Quant aux applications métalliques sur les vêtements, elles varient à l'infini, dans tous les pays; mais c'est surtout le faste asiatique qui en a tiré le plus riche parti, on en rencontre peu de témoins dans nos pays, sauf chez les Mycéniens. Ce sont, en général, de petites feuilles métalliques estampées, des bractéates, percées de trous permettant de les coudre sur les étoffes. L'apogée de ce mode de décoration des vêtements est à Byzance au temps des Basileïs.
Tous les peuples ont apporté dans la fabrication de leurs bijoux non seulement leurs soins, mais leur génie artistique tout entier. Il se sont efforcés d'atteindre l'idéal de leur goût, aussi voit-on varier à l'infini les formes et les motifs ornementaux de la joaillerie. L'ensemble était obtenu par la coulée du métal, ou par son travail au marteau; puis l'ornemaniste s'en emparait et terminait la pièce, soit au burin, soit en y ajoutant des filigranes, et, plus tard, en y incrustant des gemmes.
La gravure, nous l'avons vu, était déjà connue, voire même pratiquée avec grande habileté dans nos pays, dès le temps des Magdaléniens; mais ce ne sont certainement pas les procédés des cavernes qui ont été l'origine des arts du ciseleur et du graveur des civilisations modernes. Tous les peuples de l'Asie les pratiquaient, alors que l'Occident en était encore aux goûts barbares des néolithiques. En Égypte, cependant, tout comme en Chaldée, on ne paraît pas les avoir appliqués au métal dès les débuts de l'industrie du bronze; il semblerait même que, pendant bien des siècles encore, le cuivre n'appelât pas l'attention des artistes, car, ni en Élam, ni dans la vallée du Nil nous ne voyons orner de fines gravures les instruments métalliques. Ce serait à croire que ce goût fût apporté par des peuples qui, en des temps fort anciens, s'installèrent dans l'orient de la Méditerranée, laissant derrière eux, sur le continent, des congénères inspirés par les mêmes goûts artistiques, ou du moins familiarisés avec les mêmes procédés.

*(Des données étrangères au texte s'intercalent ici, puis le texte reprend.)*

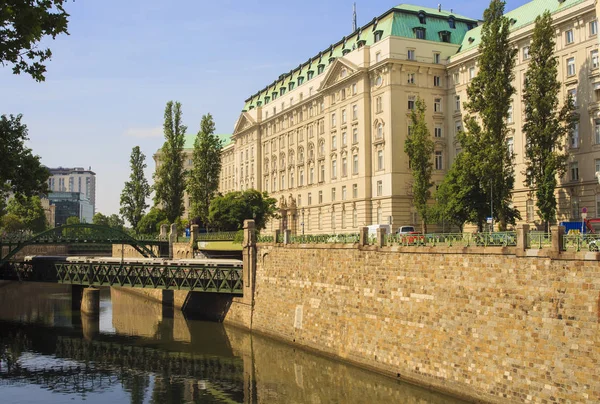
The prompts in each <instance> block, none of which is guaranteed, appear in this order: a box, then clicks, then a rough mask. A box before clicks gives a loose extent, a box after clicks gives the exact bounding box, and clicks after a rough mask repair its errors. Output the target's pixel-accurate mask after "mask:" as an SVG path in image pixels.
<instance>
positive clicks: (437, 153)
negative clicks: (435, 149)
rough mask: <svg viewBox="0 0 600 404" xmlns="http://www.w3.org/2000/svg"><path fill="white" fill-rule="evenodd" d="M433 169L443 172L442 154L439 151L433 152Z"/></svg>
mask: <svg viewBox="0 0 600 404" xmlns="http://www.w3.org/2000/svg"><path fill="white" fill-rule="evenodd" d="M435 169H436V170H443V169H444V161H443V159H442V152H441V151H436V152H435Z"/></svg>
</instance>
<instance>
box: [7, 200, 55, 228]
mask: <svg viewBox="0 0 600 404" xmlns="http://www.w3.org/2000/svg"><path fill="white" fill-rule="evenodd" d="M7 212H8V214H9V215H14V217H16V218H18V219H19V221H20V222H21V223H22V224H23V229H24V230H29V231H31V232H34V233H41V232H43V231H44V230H46V229H47V228H48V221H47V220H46V213H45V212H44V208H43V207H42V201H41V200H40V198H39V197H38V196H30V197H27V196H23V195H15V196H14V197H13V198H11V199H10V200H9V201H8V207H7Z"/></svg>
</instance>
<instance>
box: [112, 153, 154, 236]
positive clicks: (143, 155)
mask: <svg viewBox="0 0 600 404" xmlns="http://www.w3.org/2000/svg"><path fill="white" fill-rule="evenodd" d="M145 159H146V156H145V155H144V153H142V152H141V151H140V147H139V146H135V147H134V148H133V149H132V150H131V158H130V160H129V164H130V167H131V174H129V181H127V182H126V183H125V187H124V188H123V191H122V192H121V209H120V210H119V213H121V215H122V216H123V217H124V218H125V219H127V221H128V222H129V223H130V224H131V226H132V227H133V228H134V229H135V228H137V224H138V222H139V221H140V220H141V218H142V216H143V215H144V211H145V210H146V208H147V207H148V204H147V203H146V198H148V197H149V196H150V185H148V180H146V176H145V175H144V169H145V168H146V163H145V162H144V161H145Z"/></svg>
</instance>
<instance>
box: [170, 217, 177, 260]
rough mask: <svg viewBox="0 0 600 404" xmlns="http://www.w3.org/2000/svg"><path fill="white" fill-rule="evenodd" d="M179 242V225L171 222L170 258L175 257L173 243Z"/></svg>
mask: <svg viewBox="0 0 600 404" xmlns="http://www.w3.org/2000/svg"><path fill="white" fill-rule="evenodd" d="M176 242H177V225H176V224H175V223H173V224H171V231H170V232H169V258H170V259H173V243H176Z"/></svg>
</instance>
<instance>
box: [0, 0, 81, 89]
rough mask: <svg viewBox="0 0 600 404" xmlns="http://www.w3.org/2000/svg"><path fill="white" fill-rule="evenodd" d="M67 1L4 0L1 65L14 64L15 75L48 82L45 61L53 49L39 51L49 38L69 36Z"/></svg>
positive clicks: (41, 49) (40, 80)
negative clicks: (66, 2) (50, 37)
mask: <svg viewBox="0 0 600 404" xmlns="http://www.w3.org/2000/svg"><path fill="white" fill-rule="evenodd" d="M65 3H66V1H65V0H36V1H25V0H3V1H2V2H0V64H2V65H4V64H7V63H9V64H11V65H13V73H14V74H20V73H27V74H29V75H31V77H33V78H34V79H35V80H36V81H44V79H45V76H44V73H46V66H45V65H44V62H45V61H46V60H48V59H50V57H51V56H52V52H51V51H50V49H39V48H38V46H39V43H40V41H41V40H42V39H43V38H44V37H46V36H49V37H52V39H55V38H56V37H57V36H58V35H60V34H67V35H68V32H67V24H68V22H69V21H68V17H69V14H67V12H66V11H65V9H64V8H63V4H65Z"/></svg>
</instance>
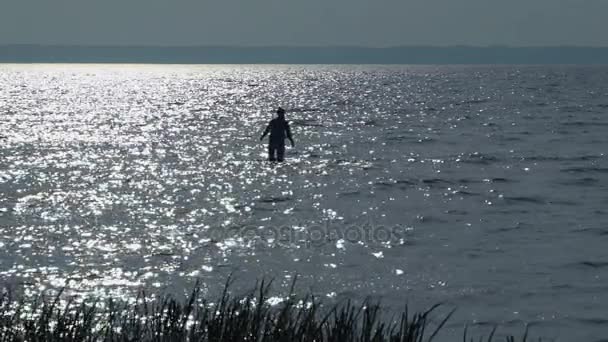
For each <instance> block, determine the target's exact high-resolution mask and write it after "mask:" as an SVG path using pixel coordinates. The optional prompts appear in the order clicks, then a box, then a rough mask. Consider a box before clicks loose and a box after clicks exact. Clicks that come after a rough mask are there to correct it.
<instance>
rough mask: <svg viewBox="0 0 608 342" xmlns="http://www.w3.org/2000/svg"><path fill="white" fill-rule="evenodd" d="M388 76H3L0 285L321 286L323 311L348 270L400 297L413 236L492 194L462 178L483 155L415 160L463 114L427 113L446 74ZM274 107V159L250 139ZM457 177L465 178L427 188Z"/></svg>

Le filigrane, travail beaucoup plus avancé, qui exige la connaissance de la soudure, ne vint que beaucoup plus tard. On le connaissait en Égypte dès une époque très reculée, et sous la xie dynastie il atteignait une rare perfection. À Suse il figure dans des dépôts de fondation fort anciens, de telle sorte que, sans crainte d'exagération, on peut assurer que ce genre de travail était courant au xxxe siècle avant notre ère, en Chaldée comme dans la vallée du Nil. Ces pays l'ont transmis aux Égéens qui, par la Grèce, l'ont introduit dans l'Europe occidentale et centrale; cependant quelques peuples venus de l'Asie centrale par les steppes de la Russie paraissent l'avoir reçu à une assez basse époque d'ailleurs, lors de leur contact avec l'Iran, en même temps que l'art d'enchâsser les pierres précieuses dans les bijoux et d'émailler la joaillerie, procédé qui n'est qu'une simplification de l'incrustation dans le métal des minéraux colorés ou brillants; mais cette bijouterie compliquée n'est venue chez les peuples du Nord que bien longtemps après que l'Occident eut appris, par les Hellènes et les Étrusques, l'usage du filigrane.